One notable international regulation is the European Union’s Corporate Sustainability Reporting Directive, or CSRD, a rule requiring certain companies operating in or conducting business in the EU to report on sustainability matters, including environmental disclosures in line with the TCFD. This rule is far-reaching and encompasses non-EU companies. Many U.S. multinational companies have been dedicating significant resources to preparing for public disclosures that also relate to governance, strategy, emissions and other environmental data across the value chain in line with the CSRD.
Marketplace dynamics
As the U.S. government reverses its course on environmental sustainability and is not expected to require detailed climate disclosures, other forces remain at play that are in support of the private sector’s continued focus on environmentally sustainable actions.
Private sector companies have made investments and shifts in their business models or operations to address the impact of climate-related events on their business resiliency. Aside from state and international regulatory requirements, many organizations consider their employees, customers, business partners and communities in determining the environmentally sustainable actions or operations they engage in. In this regard, environmental sustainability often has been viewed as a competitive advantage that also can attract investments, customers and talent to companies.
As a result, we expect voluntary disclosures will continue as supported by a recent survey by Workiva, a business data and reporting solutions provider, but they will be tempered in certain respects.
For example, we expect organizations will disclose emissions but step back from previously stated reduction targets. Similarly, this is a time when environmental sustainability should be viewed as integral to business strategy rather than being a “nice to have.” Despite geopolitical concerns, a recent survey of chief financial officers by climate action media platform We Don’t Have Time and global management consulting firm Kearney supports a dominant view for a business case in investing in environmental sustainability.
Moving beyond the term of ESG and watching the trend lines, addressing climate-related impacts on business has become table stakes as companies navigate broader stakeholder and business partner expectations.

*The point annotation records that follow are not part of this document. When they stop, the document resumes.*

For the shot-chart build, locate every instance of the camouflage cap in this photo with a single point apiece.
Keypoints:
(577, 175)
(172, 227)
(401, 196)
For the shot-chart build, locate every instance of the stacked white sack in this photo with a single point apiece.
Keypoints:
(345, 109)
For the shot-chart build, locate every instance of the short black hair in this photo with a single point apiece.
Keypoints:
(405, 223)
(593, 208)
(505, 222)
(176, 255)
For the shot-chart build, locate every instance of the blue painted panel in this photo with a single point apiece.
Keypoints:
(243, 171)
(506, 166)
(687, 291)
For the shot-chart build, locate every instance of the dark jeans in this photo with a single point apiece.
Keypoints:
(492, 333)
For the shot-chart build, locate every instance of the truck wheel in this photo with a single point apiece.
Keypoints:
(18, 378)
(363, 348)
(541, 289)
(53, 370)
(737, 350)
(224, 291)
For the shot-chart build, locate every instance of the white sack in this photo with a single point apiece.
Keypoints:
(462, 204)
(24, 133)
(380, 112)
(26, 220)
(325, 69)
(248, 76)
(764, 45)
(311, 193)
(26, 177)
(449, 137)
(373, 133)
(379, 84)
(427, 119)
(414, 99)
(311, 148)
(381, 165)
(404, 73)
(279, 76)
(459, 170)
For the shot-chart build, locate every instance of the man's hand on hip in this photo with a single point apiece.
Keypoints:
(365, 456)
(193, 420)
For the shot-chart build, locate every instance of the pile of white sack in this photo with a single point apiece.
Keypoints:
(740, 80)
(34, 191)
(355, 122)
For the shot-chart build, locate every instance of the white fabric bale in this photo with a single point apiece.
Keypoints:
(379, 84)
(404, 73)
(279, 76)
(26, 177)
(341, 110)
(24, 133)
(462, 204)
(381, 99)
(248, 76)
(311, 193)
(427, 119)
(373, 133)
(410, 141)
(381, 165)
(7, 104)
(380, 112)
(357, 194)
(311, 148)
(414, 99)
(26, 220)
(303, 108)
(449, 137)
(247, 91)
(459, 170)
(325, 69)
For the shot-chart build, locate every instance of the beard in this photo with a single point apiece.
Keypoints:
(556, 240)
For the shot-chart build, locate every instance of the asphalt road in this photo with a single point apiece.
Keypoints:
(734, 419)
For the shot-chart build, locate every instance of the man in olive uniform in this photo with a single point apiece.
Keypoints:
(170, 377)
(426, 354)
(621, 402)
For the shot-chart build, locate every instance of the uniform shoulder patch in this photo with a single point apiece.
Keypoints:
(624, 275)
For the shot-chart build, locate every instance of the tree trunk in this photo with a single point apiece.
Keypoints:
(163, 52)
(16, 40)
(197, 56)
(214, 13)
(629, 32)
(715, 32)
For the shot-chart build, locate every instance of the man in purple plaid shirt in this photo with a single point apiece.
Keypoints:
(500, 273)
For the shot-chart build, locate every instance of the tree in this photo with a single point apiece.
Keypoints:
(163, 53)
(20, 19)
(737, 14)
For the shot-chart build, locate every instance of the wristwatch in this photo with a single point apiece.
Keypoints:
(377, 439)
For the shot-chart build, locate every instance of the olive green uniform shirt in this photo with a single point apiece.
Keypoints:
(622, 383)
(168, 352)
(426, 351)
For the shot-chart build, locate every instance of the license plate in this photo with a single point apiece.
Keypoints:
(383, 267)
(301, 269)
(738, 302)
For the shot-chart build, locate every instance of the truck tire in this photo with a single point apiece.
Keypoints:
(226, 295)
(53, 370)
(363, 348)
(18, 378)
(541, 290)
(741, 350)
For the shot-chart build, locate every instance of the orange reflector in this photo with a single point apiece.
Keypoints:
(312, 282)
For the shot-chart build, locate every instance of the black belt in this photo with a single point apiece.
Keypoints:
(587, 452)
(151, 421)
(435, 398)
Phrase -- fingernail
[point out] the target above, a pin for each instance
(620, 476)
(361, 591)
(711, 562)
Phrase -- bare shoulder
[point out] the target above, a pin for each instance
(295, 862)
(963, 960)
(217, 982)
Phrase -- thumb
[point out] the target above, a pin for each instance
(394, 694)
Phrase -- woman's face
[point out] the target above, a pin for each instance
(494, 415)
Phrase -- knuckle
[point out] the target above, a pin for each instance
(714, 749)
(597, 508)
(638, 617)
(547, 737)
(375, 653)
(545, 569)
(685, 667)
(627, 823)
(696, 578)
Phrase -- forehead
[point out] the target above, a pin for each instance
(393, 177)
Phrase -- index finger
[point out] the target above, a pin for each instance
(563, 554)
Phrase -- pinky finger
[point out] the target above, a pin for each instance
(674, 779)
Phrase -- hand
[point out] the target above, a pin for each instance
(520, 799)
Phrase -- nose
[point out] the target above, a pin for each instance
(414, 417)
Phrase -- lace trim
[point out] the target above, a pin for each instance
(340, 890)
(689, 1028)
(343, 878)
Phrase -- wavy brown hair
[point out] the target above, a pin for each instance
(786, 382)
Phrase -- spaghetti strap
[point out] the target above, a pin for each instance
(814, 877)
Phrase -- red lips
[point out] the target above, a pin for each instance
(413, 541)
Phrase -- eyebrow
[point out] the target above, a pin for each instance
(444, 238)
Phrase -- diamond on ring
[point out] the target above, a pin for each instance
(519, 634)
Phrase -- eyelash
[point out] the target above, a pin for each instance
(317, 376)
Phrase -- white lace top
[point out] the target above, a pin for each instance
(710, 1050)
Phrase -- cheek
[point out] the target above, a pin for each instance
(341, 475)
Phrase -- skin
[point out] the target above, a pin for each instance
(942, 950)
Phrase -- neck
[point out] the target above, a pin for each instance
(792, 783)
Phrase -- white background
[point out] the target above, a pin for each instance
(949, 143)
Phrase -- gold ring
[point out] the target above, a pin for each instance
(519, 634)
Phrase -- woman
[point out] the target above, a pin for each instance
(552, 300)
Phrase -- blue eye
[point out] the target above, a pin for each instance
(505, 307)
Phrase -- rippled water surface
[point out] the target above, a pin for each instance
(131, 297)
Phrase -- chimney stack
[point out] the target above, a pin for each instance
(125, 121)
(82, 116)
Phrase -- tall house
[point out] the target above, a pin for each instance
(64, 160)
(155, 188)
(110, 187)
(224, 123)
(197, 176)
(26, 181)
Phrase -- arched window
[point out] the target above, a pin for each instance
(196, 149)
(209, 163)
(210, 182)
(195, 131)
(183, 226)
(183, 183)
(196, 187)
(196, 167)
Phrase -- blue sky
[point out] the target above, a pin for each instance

While the Trump administration has introduced a level of uncertainty in climate reporting, and its approach could deter certain renewable investments, we do not necessarily see the private sector reversing course on their actions.
If anything, the considerations might have shifted. Specifically, organizations could take a more cautious approach to how they share their climate-related actions with their stakeholders to mitigate litigation risk on climate-related statements and promises but maintain a greater focus on the business case for environmentally sustainable actions.